That means many people are dealing with treatment for this worrisome disease—including many of my friends and family members. While new treatments are giving people hope for greater longevity and even full recovery, the social and emotional toll of cancer is still severe. Right when cancer patients need calm clarity and social support for getting through treatment, they can have trouble finding either, compounding their suffering.
Be Mindful and Accepting of Your Experience
Though some people believe there’s an ideal way to feel or behave when faced with cancer—upbeat, stoic, or defiant, for example—trying to fit someone’s ideal of how you should react or denying your own feelings is likely to backfire, write the authors. Instead, you should try practicing mindfulness—paying attention to your experience without judgment. This is a more effective way to understand your experience and your needs in any given moment.“Your emotions, thoughts, and physical sensations offer valuable information. They can tell you what’s wrong and needs to be addressed as well as what’s going right that should be pursued,” write Stuntz and Linehan.
Finding some distance also allows you to notice patterns, including habits that might not be serving you.
Try Self-Compassion
If you accept that all feelings are valid, you can start to recognize where they come from and how to soothe them without repressing them. One method for helping with emotional upset is the practice of self-compassion. Showing yourself kindness and understanding for what you are going through, while recognizing that you are not alone in your suffering, can be a boon to your recovery.Check the Facts and Question Distorted Thinking
When we are worried, it can often cause rumination—repetitive thoughts that disturb us and keep us up at night.
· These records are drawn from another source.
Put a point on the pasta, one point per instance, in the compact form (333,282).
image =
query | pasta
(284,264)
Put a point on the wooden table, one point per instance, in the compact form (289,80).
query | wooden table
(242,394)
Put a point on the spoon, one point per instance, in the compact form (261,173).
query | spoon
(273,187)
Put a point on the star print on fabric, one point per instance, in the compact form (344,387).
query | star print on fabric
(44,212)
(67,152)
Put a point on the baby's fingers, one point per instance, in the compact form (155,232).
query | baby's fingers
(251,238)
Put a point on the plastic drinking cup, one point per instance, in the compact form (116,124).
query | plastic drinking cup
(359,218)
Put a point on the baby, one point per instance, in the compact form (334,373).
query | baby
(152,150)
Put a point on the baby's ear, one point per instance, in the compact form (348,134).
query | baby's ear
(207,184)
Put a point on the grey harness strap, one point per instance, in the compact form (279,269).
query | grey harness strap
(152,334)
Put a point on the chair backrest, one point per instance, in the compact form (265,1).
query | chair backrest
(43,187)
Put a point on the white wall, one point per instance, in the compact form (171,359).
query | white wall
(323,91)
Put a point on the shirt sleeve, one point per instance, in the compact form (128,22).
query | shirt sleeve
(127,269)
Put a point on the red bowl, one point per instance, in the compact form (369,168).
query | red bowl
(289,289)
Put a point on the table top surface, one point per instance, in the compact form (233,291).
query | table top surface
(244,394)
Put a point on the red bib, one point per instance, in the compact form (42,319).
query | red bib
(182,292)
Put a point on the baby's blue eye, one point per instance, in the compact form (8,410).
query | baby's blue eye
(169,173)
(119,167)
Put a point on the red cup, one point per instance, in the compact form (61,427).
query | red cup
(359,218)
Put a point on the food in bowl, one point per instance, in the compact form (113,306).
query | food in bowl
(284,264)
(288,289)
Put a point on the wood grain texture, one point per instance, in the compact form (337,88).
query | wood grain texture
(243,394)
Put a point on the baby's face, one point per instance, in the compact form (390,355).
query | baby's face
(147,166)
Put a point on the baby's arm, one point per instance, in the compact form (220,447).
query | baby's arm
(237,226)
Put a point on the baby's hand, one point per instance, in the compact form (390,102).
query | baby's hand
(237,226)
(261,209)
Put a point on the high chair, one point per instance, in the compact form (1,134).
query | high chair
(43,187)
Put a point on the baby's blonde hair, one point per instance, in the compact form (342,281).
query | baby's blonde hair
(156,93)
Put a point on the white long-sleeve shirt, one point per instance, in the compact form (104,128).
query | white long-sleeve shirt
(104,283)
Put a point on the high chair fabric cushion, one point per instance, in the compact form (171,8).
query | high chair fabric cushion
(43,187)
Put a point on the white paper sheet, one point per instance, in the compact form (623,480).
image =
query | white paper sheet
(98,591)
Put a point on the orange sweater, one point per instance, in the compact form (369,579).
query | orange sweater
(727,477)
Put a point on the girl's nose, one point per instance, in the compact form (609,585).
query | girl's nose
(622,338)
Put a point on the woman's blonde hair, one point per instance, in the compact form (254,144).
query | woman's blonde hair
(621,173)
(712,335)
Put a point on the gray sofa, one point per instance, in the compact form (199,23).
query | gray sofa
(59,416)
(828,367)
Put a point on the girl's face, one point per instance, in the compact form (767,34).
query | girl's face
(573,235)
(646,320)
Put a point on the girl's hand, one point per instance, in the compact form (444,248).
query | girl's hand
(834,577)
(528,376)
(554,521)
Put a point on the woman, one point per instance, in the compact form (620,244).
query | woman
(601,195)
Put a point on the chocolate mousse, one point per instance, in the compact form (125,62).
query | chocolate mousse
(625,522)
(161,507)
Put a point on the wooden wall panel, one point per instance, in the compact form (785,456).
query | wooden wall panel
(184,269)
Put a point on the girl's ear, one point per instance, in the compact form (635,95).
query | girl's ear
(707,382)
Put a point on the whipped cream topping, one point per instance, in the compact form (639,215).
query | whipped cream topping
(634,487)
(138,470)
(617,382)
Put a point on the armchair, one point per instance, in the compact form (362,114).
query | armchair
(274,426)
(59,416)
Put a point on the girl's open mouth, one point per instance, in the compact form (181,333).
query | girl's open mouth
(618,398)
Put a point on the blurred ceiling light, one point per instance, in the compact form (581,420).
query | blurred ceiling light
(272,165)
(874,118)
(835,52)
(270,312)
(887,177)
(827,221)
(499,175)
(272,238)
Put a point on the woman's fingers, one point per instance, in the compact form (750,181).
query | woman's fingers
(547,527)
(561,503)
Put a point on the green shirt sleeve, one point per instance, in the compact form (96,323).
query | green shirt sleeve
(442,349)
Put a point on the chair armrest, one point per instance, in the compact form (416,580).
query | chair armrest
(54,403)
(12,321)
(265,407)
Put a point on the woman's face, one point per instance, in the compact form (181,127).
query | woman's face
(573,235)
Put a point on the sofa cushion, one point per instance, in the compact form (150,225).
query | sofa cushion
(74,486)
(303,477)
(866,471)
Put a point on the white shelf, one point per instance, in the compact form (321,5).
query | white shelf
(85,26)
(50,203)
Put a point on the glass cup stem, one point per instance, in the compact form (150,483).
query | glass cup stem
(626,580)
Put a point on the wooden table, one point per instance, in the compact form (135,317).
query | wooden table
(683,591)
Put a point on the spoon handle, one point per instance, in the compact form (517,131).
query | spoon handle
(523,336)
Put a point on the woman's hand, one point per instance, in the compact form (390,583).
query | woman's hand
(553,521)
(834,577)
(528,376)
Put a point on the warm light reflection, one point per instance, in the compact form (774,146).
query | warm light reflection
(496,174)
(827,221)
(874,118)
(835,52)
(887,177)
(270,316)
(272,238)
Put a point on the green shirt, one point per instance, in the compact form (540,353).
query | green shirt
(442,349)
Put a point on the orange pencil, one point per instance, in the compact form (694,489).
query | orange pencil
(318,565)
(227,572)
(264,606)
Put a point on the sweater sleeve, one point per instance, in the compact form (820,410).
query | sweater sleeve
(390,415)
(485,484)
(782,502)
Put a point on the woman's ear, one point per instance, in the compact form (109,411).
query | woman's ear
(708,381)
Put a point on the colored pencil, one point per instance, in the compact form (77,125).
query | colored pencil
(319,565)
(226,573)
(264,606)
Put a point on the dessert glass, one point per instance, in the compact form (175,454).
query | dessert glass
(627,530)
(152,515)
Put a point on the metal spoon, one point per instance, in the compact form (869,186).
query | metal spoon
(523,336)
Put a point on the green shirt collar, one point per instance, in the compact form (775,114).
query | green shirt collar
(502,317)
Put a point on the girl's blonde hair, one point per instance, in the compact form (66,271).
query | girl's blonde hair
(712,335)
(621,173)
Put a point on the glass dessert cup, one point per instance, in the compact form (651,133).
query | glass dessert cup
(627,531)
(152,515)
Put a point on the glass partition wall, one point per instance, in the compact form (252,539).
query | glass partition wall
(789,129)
This can lead to depression and other problems that can interfere with recovery.As the authors note, people with cancer can succumb to distorted thinking patterns, such as “black-and-white” thinking or thinking in absolutes—for example, only focusing on bad news and ignoring progress, or telling yourself that you’ll never be able to work again and you’ll always be sick.
To find a more balanced approach, the authors recommend that you question these types of thoughts by stepping back and examining them and, perhaps, challenging or reframing them. Recognizing the difference between facts and fear-based assumptions can help you interrupt distorted thinking and keep your mind from spinning out of control.
Questioning assumptions can be helpful when talking to doctors, too. For example, some people with cancer are afraid to confront their doctors with fears or doubts about treatment, worried they will offend their doctor and, possibly, lose an important ally in their care. But most doctors are trained to listen and educate patients about their options and expect questions. It’s important to express uncertainty while staying open to emerging information—even difficult facts about your care—to maintain a realistic view of your situation.Ask for What You Want From Others ... in a Kind Way
Support from others is key to healing from cancer. But sometimes cancer patients may feel reluctant to ask for help, especially if they tend to be “go it alone” types. Or they may fear that medical doctors or caretakers will not listen to them, making them feel angry for having reached out.It’s important to find a balance between requesting help and demanding it from someone—especially from a caregiver who is already burdened. Asking for what you want clearly and confidently, explaining why you need the help, and appreciating the help you receive are all useful strategies for getting what you need from others to help you heal, the authors write.
- Be Fair: Validate your feelings and wishes as well as the other person’s.
- Assert: Don’t apologize for making a request, having an opinion, or disagreeing.
- Stick to your values: Make sure you are acting in a morally sound way.
- Be Truthful: Don’t make excuses, lie, or act helpless when you’re not.
Connect to Meaning
While no one wants to suffer from cancer, it can be an opportunity to remember what is most important in life. Whether it’s your relationships with others, your work or creative endeavors, the beauty of the world around you, or your religious faith, you can take moments to appreciate the things of value to you and embrace opportunities to connect to them.“Being clear about what sustains and matters to you can help you assess whether you’re living the way you want to or decide what if any changes you want to make to promote the more meaningful parts of life,” write Stuntz and Linehan.
While none of these strategies are foolproof, they can help people who are going through cancer manage, and that’s good to know. On the other hand, I would argue that this advice is useful for anyone going through difficult times, health-related or not. We could all be more mindful, offer ourselves more self-compassion, be better fact checkers, treat our support networks kindly, and search for meaning in life. The book, though geared to cancer survivors, really speaks to us all.